Sullivan’s group noted that non-responders had lower CD4 counts and had undetectable viral loads for a shorter period of time than responders. Among those who didn’t have a sufficient immune response, the average CD4 count at the time of vaccination was 394 cells, compared with 501 cells among vaccine responders. And the duration of undetectable viral loads was 19 months among non-responders, compared with 31 months among vaccine responders.

Sullivan said that one way to potentially increase efficacy is to use vaccines containing adjuvants—compounds that help prime the immune system to better respond to antigens in vaccines.
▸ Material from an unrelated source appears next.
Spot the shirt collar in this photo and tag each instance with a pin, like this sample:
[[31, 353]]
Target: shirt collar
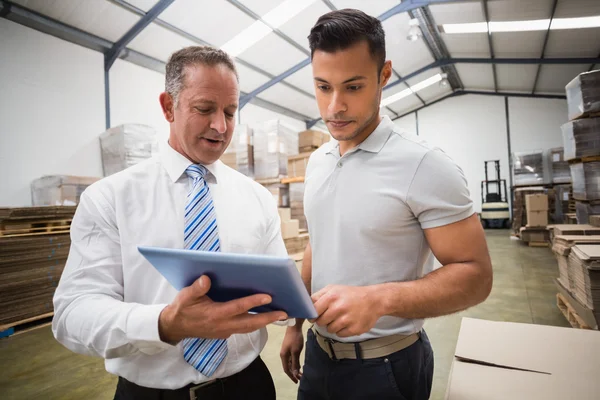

None of the H1N1 vaccines available in the United States use adjuvants, because of limited data regarding safety and efficacy.

Unfortunately, a poster presentation by Markus Bickel, MD, and his colleagues at Goethe University Hospital in Frankfurt indicated that an adjuvanated H1N1 vaccine may not make a great deal of difference.

According to Bickel, only 69 percent of the HIV-positive people who received an adjuvanated vaccine in his clinic developed sufficient antibody responses to H1N1 within three weeks. Those who did respond tended to be younger (45 versus 49 years old) and have a higher CD4 count (532 versus 475 cells).

Interestingly, a French study conducted by Odile Launay, MD, of the Hôpitaux de Paris and her colleagues found higher rates of antibody responses to H1N1, using both non-adjuvanated and adjuvanated vaccines. About 95 percent of HIV-positive patients receiving the adjuvanated vaccine had sufficient antibody responses after three weeks, compared with 77 percent of patients receiving the non-adjuvanated vaccine.

Bickel and Launay both question whether a second dose of an adjuvanated or non-adjuvanated H1N1 vaccine might further increase the antibody response rates in people living with HIV. Unfortunately, no one has conducted studies to explore this possibility.